Both the Central Intelligence Agency and the Senate Intelligence Committee,
which voted on Thursday night to expand its inquiry on Iraq intelligence, have
signaled their intent to examine the shaping and presentation of the daily
briefing, the officials said Friday.
The inquiries were prompted in part by questions about whether prewar White
House statements regarding Iraq and its illicit weapons were based on the best
available intelligence on that subject, the officials said.
As much as any information the president receives from top aides, the daily
briefing informs his view of the world, ranging across issues of terrorism,
arms control, military events and more.
But under Mr. Bush, the number of intelligence agencies receiving the data
was reduced, prompting complaints from senior officials in those agencies.
They say that because they do not know what is presented in the digest,
prepared by the C.I.A.'s intelligence directorate, they have no way of challenging
information with which they disagree, administration officials said.
Under previous administrations, the heads of agencies like the State
Department's intelligence branch and the Defense Intelligence Agency were among those
who received daily copies of the briefing document.
In the prewar debate on Iraq, other agencies, particularly the State
Department's intelligence branch, were more skeptical of the idea that Iraq possessed
illicit weapons than the C.I.A. was, the officials said.
The C.I.A. review was announced in an unpublicized address at the agency this
week by Jami Miscik, the deputy director for intelligence, who said it would
focus on the "quality and approach taken" in the preparation of the digest,
formally known as the President's Daily Brief, or P.D.B.

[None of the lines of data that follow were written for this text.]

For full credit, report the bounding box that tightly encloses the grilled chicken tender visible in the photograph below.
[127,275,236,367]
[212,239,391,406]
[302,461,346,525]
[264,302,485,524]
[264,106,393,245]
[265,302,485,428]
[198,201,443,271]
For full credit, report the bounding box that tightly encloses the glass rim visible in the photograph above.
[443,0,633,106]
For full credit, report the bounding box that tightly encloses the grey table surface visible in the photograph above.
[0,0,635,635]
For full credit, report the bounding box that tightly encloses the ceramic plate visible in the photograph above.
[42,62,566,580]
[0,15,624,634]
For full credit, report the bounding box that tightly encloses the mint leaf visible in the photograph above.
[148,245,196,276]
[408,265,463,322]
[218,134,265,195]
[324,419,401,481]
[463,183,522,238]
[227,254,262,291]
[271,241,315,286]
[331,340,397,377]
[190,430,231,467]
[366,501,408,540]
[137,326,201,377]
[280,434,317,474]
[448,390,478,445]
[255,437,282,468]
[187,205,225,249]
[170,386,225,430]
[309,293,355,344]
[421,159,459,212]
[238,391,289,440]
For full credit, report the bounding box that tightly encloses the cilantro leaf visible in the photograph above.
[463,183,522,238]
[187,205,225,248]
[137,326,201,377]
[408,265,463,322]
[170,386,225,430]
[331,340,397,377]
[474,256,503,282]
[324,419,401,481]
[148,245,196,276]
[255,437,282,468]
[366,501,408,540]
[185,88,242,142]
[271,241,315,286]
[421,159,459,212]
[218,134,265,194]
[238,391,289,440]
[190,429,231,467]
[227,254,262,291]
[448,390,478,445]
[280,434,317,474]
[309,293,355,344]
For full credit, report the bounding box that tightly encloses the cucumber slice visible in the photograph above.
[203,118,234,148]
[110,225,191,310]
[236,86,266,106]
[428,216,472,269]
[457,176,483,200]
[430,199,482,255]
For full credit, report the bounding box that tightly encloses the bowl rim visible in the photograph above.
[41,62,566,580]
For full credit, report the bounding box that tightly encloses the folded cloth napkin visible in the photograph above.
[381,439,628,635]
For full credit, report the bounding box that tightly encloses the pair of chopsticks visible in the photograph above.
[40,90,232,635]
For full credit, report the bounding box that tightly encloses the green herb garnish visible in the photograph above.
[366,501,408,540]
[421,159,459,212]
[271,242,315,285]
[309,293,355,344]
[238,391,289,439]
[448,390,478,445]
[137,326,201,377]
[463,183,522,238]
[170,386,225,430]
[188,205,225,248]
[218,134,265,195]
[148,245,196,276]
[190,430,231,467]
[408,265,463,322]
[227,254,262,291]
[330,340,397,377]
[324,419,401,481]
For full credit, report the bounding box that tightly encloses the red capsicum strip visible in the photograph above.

The separate review by the Senate committee will consider whether the digests
presented the White House with an accurate picture of prewar intelligence on
Iraq, and whether they adequately reflected the views of intelligence agencies
outside the C.I.A., senior congressional officials said.
In a telephone interview on Friday, Senator John D. Rockefeller IV of West
Virginia, the top Democrat on the Senate panel, declined to say whether the
panel was seeking to read the highly classified documents. But a senior
Congressional official who spoke on the condition of anonymity said "the P.D.B's have
become a focus of greater interest on our part."
A senior intelligence official said that the briefings often spelled out the
views of agencies other than the C.I.A. "if we know of competing views" and
that the reasons for the disagreements were explained.
A senior intelligence official also said representatives of the Defense
Intelligence Agency, the National Security Agency, the National
Geospatial-Intelligence Agency and others also took part in a daily planning meeting at C.I.A.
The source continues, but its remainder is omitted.